Gastautor / 20.08.2016 / 06:20 / Foto: T Chu / 5 / Seite ausdrucken

Korruption ist oft das geringere Übel

Von Ralf Ostner.

Man ist für den Weltfrieden und gegen Korruption - damit meinen viele Menschen schon alles Wesentliche zur Weltpolitik gesagt zu haben. Wann immer eine Oppositionsbewegung auftritt, wird diese zumeist von dem running gag begleitet, dass sie erzählt, die jeweilige Regierung wäre korrupt, würde also mehr in die eigene Tasche als für den Volkskörper wirtschaften. Dass der jeweilige Herrscher ein Neofeudalist sei, moralisch versaut und charakterlich vollkommen verkommen. Horrorgeschichten von Prostituierten, Bunga-Bunga-Partys, Villen, Yachten und dergleichen kursieren. Nun stimmt dies sicherlich für einen Teil der Herrschenden, aber selbst der bescheiden auftretende Teil der Herrschenden steht immer noch im Visier des Berufungstitels „zahlender Steuerzahler“ und seines Erbsenzählerverbandes, dem Bund der Steuerzahler oder solch illustrer NGOs wie Transparency International.
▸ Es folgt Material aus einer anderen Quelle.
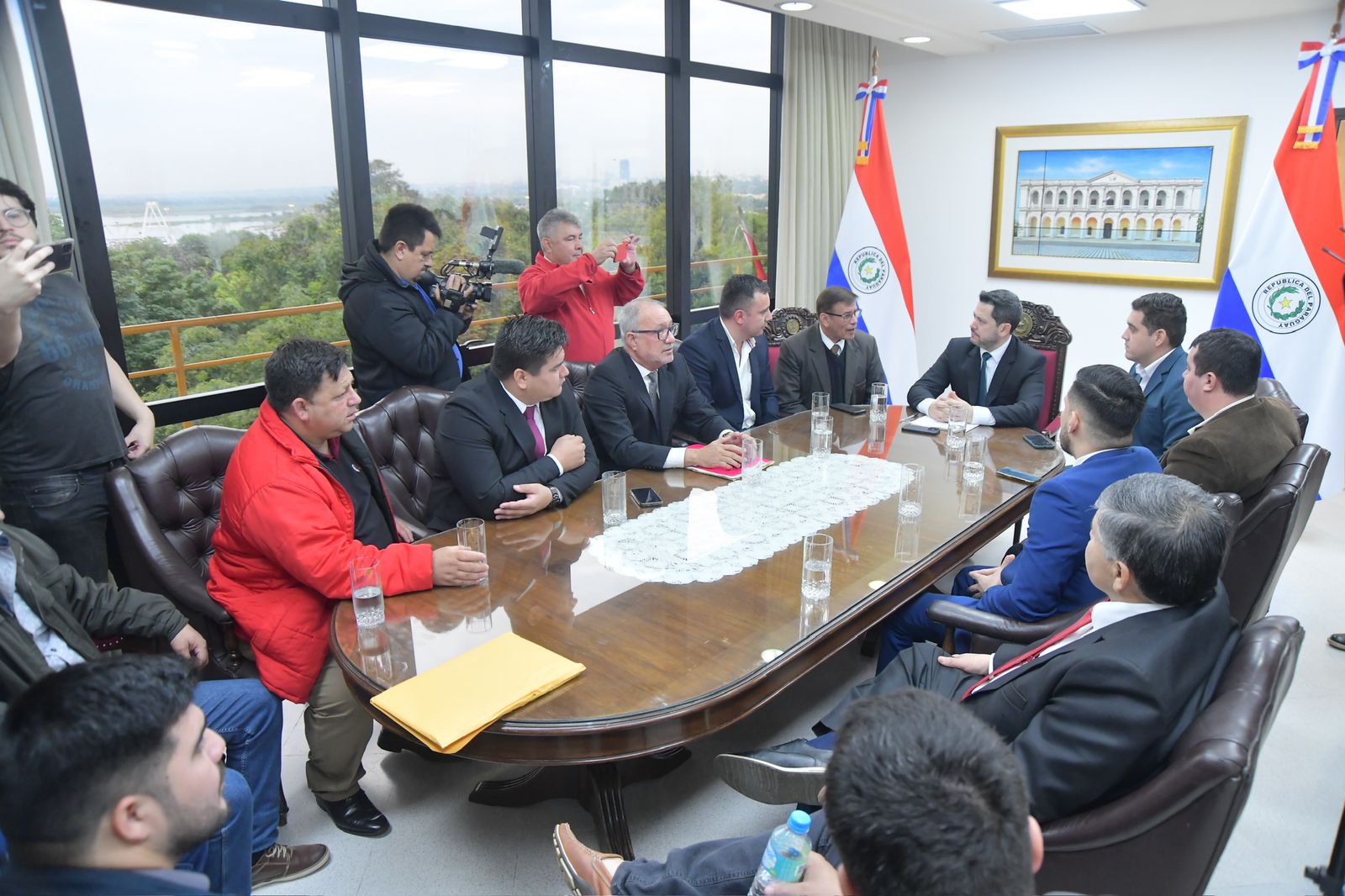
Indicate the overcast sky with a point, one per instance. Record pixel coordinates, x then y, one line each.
181 104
Selbst der bescheidene Teil der Herrschenden muss sich jeden Flug, jedes Hummeressen, jede kostspieligere Flasche getrunkenen Weins vorrechnen lassen - zumal „prinzipiell“. Man stößt hier schon auf einen moralischen Rigorismus und Puritanismus, der vielleicht noch mit Mao Zedong vergleichbar ist, der Gleichmacherei und den Lebensstandard des armen Bauerns forderte.
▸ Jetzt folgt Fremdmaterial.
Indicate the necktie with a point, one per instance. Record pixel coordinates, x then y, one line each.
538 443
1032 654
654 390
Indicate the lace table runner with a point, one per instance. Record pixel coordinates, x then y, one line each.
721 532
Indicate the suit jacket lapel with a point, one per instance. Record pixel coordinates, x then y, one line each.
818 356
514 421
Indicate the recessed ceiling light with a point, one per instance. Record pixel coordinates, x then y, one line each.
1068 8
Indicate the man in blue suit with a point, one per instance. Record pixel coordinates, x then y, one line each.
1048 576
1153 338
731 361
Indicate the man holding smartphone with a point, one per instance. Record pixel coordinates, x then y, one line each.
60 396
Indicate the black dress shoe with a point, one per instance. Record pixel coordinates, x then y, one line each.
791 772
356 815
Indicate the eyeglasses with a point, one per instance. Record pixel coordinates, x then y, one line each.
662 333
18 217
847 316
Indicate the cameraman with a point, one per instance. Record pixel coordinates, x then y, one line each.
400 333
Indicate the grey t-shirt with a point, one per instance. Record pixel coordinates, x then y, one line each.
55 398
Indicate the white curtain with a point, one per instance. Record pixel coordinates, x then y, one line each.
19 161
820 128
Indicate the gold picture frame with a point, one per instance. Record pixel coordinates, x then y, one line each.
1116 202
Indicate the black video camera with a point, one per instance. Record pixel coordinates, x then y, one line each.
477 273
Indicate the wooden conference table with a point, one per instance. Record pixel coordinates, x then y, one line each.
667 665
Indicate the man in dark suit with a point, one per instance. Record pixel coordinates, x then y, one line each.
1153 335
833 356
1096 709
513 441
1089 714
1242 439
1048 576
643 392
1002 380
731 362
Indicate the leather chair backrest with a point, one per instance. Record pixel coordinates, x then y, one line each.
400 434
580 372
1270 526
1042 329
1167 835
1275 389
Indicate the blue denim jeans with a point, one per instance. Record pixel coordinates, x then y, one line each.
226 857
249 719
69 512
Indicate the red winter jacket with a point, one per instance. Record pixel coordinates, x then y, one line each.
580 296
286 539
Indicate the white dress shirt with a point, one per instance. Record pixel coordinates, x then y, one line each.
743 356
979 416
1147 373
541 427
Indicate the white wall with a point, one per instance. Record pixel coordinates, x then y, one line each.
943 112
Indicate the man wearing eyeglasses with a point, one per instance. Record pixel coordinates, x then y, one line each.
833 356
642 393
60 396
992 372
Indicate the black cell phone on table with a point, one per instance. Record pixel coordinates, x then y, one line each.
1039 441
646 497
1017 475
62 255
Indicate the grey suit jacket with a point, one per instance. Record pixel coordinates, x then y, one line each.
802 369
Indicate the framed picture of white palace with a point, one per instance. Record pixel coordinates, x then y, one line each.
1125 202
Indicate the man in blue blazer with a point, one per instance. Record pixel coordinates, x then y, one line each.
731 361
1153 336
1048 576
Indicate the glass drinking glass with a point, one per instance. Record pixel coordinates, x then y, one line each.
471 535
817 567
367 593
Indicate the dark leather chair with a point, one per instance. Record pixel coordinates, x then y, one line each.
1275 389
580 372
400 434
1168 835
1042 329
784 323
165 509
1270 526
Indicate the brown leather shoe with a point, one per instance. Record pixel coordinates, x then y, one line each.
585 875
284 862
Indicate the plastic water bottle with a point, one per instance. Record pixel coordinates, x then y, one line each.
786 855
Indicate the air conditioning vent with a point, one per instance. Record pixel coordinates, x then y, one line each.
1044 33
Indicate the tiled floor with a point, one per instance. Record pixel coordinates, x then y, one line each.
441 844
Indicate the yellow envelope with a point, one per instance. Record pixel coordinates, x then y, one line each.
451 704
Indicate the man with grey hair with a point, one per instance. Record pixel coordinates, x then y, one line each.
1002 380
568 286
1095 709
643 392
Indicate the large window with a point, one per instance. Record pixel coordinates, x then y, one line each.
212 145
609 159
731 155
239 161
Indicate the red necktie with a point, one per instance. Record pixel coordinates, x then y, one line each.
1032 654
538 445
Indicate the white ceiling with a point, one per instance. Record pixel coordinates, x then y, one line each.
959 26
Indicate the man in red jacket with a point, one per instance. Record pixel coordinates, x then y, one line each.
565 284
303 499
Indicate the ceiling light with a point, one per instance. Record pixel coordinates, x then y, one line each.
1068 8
Man fragt sich manchmal polemisch: Wollen diese Leute wirklich unkorrupte Politiker wie es etwa Adolf Hitler war? Hitler war nicht korrupt, es wird auch heute niemals behauptet, dass er sich selbst bereichert habe, dafür war er aber ein fanatischer Nationalist, der alles seinem Ideal von einem reinrassigen Großdeutschen Reich unterordnete und dieses Ideal auch von jedem seiner Untertanen samt einhergehender Opfer einforderte, sowie für seine unkorrupten Ideale einen Weltkrieg mit 60 Millionen Toten und 6 Millionen ermordeten Juden vollzog.
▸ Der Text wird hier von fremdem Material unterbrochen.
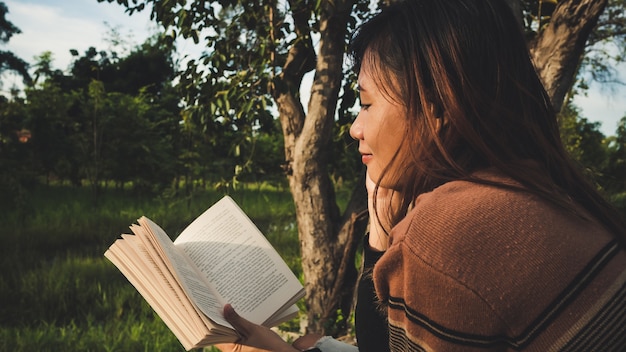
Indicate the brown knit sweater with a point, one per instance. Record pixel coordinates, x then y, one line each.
482 268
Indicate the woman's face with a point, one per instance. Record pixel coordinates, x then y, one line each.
379 129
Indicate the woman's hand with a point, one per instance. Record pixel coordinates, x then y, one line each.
386 200
254 338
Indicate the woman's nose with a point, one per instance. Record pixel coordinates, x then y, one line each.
356 130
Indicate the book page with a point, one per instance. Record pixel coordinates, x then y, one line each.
203 296
239 262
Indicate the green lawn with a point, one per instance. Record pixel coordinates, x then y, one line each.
59 293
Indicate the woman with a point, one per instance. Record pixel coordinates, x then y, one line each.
484 236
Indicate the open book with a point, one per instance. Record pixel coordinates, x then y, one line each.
221 257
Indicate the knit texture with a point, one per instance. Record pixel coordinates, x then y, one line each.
481 268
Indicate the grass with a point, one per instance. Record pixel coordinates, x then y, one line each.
59 293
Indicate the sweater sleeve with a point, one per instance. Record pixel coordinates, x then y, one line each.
481 268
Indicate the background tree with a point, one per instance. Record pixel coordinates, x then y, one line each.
13 173
264 48
8 60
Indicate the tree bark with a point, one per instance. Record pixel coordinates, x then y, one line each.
327 238
558 49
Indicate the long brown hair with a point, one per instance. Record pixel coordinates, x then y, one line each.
473 100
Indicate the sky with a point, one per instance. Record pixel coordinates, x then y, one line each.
60 25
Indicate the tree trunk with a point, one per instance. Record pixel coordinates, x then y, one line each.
559 48
327 238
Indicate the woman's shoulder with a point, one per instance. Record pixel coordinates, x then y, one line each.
463 216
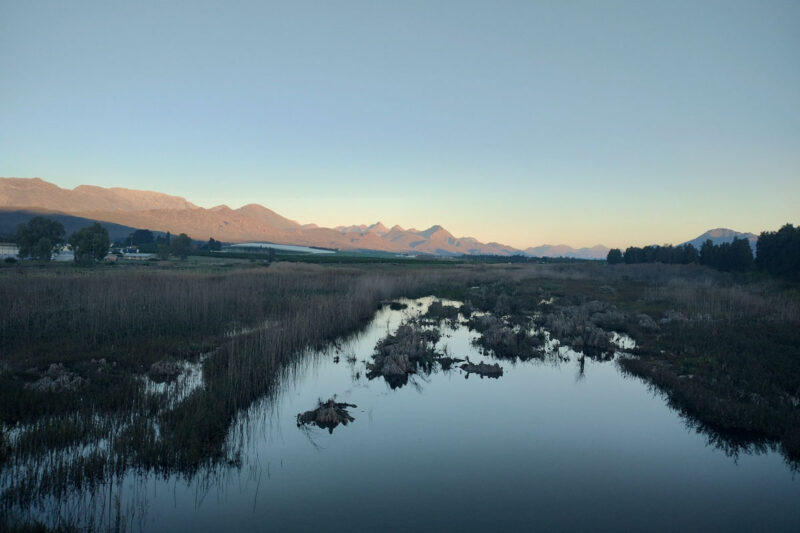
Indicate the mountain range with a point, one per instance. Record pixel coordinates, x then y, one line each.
123 210
720 235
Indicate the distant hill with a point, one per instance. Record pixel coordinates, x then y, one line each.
9 220
562 250
721 235
35 192
128 209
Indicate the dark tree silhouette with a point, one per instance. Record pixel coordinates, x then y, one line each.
778 252
181 246
39 238
90 243
614 256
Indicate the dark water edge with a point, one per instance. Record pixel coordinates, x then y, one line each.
559 442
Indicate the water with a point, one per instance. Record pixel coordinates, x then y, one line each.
545 446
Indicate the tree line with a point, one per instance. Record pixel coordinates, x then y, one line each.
42 237
777 253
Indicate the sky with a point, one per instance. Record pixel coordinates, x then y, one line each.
620 123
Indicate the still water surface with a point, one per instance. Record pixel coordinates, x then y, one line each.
542 447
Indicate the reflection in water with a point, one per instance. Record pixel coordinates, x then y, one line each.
207 454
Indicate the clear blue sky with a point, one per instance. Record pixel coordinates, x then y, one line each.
521 122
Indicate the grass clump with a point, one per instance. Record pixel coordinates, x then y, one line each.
328 415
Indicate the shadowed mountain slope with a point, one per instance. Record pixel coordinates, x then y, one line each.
133 209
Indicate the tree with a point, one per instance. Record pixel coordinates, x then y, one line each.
163 251
90 243
778 252
141 236
181 245
39 238
740 255
614 256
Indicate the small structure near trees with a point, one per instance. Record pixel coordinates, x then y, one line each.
90 244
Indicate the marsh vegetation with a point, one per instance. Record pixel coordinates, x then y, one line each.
104 373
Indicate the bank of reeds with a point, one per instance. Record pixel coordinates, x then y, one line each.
110 327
Unkorrupte Saubermänner brachten viel Unheil über die Welt

Die erste Tatsache, die es einmal festzuhalten gilt: Es waren weniger die korrupten Politikertypen, die soviel Unheil über die Welt brachten, sondern solch unkorrupte Saubermänner und asketische Idealisten wie Hitler, Stalin, Mao oder Pol Pot, die die Welt in unkorrumpierten Idealgesellschaften - mal auf Rasse, mal auf Klasse gründend - errichten wollten. Henryk M. Broder hat exakt diesen Sachverhalt mal gut anhand der Hamas illustriert: Wäre die Hamas korrupt, wäre sie vielleicht nicht so fanatisch und könnte man vielleicht sogar mit ihr verhandlen. Eine Bunga- Bunga-Party mit Hamasfunktionären und Prostituierten auf Video festgehalten und der Nahostfriedensprozess wäre eine Stufe weiter.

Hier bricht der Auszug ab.